United Kingdom-based cruise line operating in Croatia

Sail Croatia is a cruise line operating in the Adriatic Sea, along the Dalmatian coast of Croatia. It promotes an ecological initiative called Green Sail.

== History ==
Sail Croatia was founded in the UK by Grant and Helle Seuren in 2005. Grant was born in New Zealand, and Helle is Danish.

== Cruising vessels and yachts ==
In 2013, the line had four chartered motorized cruising vessels. Along with sailing, the offer included kayaking and rafting on the mainland and buggy safaris on the islands. Its "Cycle Croatia" cruises are trips where tourists sail the Adriatic, and cycle a total of 189 km in seven days or less. The motor yachts, which take up to 40 passengers, are based in Split Marina.

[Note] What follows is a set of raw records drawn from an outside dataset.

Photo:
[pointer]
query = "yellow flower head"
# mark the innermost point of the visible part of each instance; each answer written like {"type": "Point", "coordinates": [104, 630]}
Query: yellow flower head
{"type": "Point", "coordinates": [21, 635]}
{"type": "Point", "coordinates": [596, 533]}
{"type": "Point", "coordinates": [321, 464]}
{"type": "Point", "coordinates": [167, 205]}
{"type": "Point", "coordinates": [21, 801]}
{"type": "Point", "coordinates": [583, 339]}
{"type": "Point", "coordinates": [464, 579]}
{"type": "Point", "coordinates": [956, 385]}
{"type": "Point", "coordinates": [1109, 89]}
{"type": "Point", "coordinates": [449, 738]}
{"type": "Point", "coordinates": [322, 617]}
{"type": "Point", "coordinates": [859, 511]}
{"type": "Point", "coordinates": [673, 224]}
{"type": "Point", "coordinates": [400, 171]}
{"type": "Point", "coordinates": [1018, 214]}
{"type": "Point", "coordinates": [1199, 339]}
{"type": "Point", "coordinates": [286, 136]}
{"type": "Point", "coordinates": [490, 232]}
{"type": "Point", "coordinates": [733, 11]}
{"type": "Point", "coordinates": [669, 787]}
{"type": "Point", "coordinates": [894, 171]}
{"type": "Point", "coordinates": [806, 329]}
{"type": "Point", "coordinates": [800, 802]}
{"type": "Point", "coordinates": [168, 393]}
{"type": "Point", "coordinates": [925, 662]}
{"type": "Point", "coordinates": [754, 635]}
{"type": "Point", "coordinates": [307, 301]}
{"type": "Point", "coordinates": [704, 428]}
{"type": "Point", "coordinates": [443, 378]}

Sail Croatia operates small ship cruises called "Elegance" cruises, onboard its luxury vessels including Olimp (2017), which carries up to 38 passengers and departs from Split or Dubrovnik. Other cruising options include sightseeing cruises called "Explorer" cruises, party cruises called "Navigator" cruises, hiking cruises called "Hike Croatia" and cycling cruises called "Cycle Croatia". All cruises have seven-day itineraries and typically run between April and October every year.

In 2024, Sail Croatia increased the size of its "Elegance" fleet to five, with the addition of MS Romantic Star (2016) and MS Katarina (2016). It introduced wine cruises, yoga-themed wellness cruises, and a historical heritage cruise to Croatia's World Heritage Sites. It launched a hiking cruise to Croatia's national parks and luxury hike cruises onboard its Salve di Mare ship.

Sail Croatia also has a fleet of 20 luxury yachts and Lagoon catamarans for private skippered yacht tours, bareboat charters and flotilla holidays.

== Green Sail initiative and ecotourism==
The Green Sail initiative began in 2014 to educate cruise lines, sailors, and tourists about the importance of sorting and recycling waste on the Adriatic, and on the problem of discharging black wastewater from various types of vessels in Croatia. It also provides recreational sailors with hand nets to use in waste removal from the sea. By mid-2017, it had managed to gather 500 charter lines and partner marinas.

Green Sail also organizes cleanup initiatives along the Dalmatian coastline, with volunteers removing up to nine cubic meters of waste from the sea in one clean up.